What’s the Best Way to Abstract Infrastructure?

In a blog last week, I criticized the NFV concept of the VIM.  A “virtual infrastructure manager”, I noted, should be an abstraction of the infrastructure, not a gateway to a presumed implementation.  The fact that some operators are attempting to create a set of standard “NFVi” or NFV Infrastructure models is proof; a good abstraction would render that unnecessary.  But what is a good abstraction?  That’s actually a complicated question.

If we look at the cloud market, where obviously the most work and the most mature work is being done, we could argue that a good infrastructure abstraction would be, in effect, a pair of synchronized intent models that represent the same underlying resource options.  One of the models would represent the deployment and lifecycle management of the applications or services of the infrastructure, and this would be something like a DevOps or container orchestration tool, augmented to understand and handle lifecycle events.  The other would represent the “infrastructure-as-code” stuff, the facilities needed to commission resources into the pool the other intent model face is then exploiting.

We’ll look at the service side first.  All intent models, of course, should first and foremost represent intentions reasonably, which means that ideally the model should expose APIs that do the things a user wants done, at a high level and without any specificity with respect to the implementation options below.  For example, you don’t want to have to know the mechanics of deploying an application component or virtual network function; you want to say (in effect) “Deploy THIS with THESE constraints”, and the model magic does the rest.

The intent models would also have to expose a mechanism for dealing with lifecycle events.  In my view, the actual state/event processing of a service would be done at the service level, “above” the infrastructure abstractions like the NFV VIM.  The infrastructure intent model needs to be able to post events to the higher service-layer stuff, so driving the service lifecycle process.  Those events might then be actioned (above) by invoking other API commands on the infrastructure intent model.

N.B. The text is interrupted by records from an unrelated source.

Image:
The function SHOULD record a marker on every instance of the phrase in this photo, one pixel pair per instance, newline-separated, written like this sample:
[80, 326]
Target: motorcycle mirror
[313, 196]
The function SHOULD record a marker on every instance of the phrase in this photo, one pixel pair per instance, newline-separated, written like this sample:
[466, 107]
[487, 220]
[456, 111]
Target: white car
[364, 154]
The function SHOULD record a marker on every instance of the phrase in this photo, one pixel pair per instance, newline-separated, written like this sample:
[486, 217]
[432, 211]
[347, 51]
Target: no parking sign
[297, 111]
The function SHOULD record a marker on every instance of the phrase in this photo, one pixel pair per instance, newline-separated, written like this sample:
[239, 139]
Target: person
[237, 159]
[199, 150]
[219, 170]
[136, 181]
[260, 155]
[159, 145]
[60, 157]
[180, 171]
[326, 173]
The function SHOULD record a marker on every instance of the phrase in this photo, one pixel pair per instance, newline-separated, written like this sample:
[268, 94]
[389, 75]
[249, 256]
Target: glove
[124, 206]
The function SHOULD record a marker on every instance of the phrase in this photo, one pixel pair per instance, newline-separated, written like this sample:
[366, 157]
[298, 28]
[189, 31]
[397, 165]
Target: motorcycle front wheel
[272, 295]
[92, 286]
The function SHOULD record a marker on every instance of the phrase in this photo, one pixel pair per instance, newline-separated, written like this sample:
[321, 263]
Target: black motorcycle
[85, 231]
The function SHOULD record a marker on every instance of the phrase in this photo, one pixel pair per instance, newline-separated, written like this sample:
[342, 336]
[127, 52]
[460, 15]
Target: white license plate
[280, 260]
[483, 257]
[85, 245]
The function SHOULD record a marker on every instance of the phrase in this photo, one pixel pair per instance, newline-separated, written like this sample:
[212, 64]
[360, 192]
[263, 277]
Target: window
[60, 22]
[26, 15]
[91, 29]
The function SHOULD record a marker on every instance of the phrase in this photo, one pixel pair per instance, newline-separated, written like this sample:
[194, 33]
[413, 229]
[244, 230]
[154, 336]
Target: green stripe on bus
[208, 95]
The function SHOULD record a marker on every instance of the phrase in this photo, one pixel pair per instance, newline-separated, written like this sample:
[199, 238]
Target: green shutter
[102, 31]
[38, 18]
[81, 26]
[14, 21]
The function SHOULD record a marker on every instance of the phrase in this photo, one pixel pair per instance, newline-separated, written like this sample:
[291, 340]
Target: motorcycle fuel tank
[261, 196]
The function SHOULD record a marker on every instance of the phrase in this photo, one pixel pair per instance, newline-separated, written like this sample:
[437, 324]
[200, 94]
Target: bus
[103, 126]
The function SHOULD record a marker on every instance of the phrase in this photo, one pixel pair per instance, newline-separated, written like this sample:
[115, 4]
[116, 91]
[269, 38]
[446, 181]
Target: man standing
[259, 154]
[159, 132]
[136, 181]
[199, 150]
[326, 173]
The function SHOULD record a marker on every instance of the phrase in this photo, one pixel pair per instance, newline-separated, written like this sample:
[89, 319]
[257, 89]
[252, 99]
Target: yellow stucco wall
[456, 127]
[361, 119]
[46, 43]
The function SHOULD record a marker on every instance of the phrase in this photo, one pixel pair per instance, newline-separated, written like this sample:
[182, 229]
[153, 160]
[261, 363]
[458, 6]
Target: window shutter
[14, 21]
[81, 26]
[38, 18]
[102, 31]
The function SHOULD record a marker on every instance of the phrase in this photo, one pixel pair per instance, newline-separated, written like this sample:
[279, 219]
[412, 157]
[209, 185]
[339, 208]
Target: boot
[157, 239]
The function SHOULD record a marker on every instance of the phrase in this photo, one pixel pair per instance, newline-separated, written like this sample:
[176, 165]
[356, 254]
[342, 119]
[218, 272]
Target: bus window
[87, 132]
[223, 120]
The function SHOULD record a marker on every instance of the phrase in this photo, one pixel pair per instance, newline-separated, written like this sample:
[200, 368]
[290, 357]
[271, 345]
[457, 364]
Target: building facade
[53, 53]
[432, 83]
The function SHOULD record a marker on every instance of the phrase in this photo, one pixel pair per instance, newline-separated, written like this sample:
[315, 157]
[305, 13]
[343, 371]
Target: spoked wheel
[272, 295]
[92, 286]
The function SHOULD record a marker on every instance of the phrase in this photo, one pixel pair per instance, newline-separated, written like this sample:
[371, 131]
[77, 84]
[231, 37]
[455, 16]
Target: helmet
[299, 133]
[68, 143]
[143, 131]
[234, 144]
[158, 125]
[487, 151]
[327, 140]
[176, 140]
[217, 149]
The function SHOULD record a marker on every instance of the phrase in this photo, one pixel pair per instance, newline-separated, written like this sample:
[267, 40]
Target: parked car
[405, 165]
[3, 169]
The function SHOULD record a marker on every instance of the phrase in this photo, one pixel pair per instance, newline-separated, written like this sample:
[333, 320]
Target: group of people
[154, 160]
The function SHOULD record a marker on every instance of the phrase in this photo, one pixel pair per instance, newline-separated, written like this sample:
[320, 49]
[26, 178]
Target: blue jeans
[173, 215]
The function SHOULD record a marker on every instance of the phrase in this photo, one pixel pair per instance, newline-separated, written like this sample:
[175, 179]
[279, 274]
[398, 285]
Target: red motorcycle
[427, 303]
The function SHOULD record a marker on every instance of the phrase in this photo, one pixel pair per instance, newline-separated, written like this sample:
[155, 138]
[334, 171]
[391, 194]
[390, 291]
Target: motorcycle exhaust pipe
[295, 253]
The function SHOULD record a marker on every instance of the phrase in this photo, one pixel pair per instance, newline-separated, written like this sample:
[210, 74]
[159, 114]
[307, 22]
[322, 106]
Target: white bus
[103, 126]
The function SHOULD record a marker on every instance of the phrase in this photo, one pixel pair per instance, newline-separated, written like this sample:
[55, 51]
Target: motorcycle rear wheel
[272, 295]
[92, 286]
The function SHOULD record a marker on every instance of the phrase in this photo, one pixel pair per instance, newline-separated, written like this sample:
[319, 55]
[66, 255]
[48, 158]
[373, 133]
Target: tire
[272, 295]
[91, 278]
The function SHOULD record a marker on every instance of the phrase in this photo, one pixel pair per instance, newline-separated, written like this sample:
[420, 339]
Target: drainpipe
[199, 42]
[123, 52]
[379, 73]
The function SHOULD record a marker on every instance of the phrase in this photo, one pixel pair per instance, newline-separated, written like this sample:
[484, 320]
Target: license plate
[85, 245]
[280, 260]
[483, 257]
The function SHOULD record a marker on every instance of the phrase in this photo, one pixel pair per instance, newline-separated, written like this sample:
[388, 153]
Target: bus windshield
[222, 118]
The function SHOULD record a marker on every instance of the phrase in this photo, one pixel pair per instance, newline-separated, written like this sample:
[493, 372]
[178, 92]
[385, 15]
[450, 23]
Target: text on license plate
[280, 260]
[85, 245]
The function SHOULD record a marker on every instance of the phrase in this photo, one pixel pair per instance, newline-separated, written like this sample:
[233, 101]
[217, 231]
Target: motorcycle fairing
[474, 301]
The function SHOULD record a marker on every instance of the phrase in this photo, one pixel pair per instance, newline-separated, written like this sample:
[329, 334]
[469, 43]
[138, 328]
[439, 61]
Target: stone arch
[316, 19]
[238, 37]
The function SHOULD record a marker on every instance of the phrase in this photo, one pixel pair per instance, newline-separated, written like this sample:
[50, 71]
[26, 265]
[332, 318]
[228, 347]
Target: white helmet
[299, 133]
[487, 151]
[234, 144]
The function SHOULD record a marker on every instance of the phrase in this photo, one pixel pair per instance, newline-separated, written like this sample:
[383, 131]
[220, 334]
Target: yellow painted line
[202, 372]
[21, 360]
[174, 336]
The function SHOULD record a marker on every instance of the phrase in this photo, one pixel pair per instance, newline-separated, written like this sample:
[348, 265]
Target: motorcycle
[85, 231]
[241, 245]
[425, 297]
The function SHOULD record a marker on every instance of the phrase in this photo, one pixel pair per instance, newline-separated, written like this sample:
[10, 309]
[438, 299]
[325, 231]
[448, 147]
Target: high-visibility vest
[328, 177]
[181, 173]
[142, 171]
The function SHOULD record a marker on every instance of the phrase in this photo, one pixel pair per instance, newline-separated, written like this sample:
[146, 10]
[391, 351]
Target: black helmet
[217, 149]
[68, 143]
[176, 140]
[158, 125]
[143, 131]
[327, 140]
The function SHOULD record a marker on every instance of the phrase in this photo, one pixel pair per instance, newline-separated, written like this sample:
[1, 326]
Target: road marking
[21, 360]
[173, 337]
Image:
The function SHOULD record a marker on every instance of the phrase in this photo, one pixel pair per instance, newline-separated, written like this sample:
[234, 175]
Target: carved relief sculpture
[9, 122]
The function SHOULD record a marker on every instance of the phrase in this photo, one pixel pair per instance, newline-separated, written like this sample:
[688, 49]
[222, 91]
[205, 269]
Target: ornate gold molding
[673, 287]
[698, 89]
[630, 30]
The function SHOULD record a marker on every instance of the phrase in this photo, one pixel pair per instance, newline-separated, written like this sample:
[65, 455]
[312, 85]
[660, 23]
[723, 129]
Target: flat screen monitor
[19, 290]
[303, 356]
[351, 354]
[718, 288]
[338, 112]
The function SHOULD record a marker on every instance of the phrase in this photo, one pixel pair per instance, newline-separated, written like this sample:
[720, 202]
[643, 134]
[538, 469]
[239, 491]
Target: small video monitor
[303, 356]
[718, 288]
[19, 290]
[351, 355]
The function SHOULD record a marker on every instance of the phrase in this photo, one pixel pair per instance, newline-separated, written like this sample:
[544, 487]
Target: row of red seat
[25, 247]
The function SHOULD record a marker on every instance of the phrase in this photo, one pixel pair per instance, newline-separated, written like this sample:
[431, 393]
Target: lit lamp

An event would have to be associated with a service if it’s destined for the service layer, and there would have to be a clear set of event semantics established.  In my first ExperiaSphere project, the Java code included a definition of event types and the associated information models, and I’m sure there are plenty of references.  States need to be coded similarly, though they’re used within the service layer and not in the infrastructure abstraction model.  Obviously, the intentions also have to be coded, and the constraints.  That might sound daunting, but remember that the goal is to keep the relationships generalized.

Let me offer an example.  A simple service might have the following states: “Orderable”, “Setting Up”, “Active”, “Fault”, Restoring”, and “Decommissioning”.  We might then have events called “Activate”, “Error”, and “Remove”.  If a service model defines a service element like “VPN”, then an “Activate” in the “Orderable” state could signal the higher service layer to invoke the infrastructure intent model on the specific components of “VPN”.  An “Error” event reported by one of those components would then result in a transition to the “Fault” state, in which the failed component might be removed, transitioning to the “Restoring” state when the new component was “Activated”, and then to the “Active” state again.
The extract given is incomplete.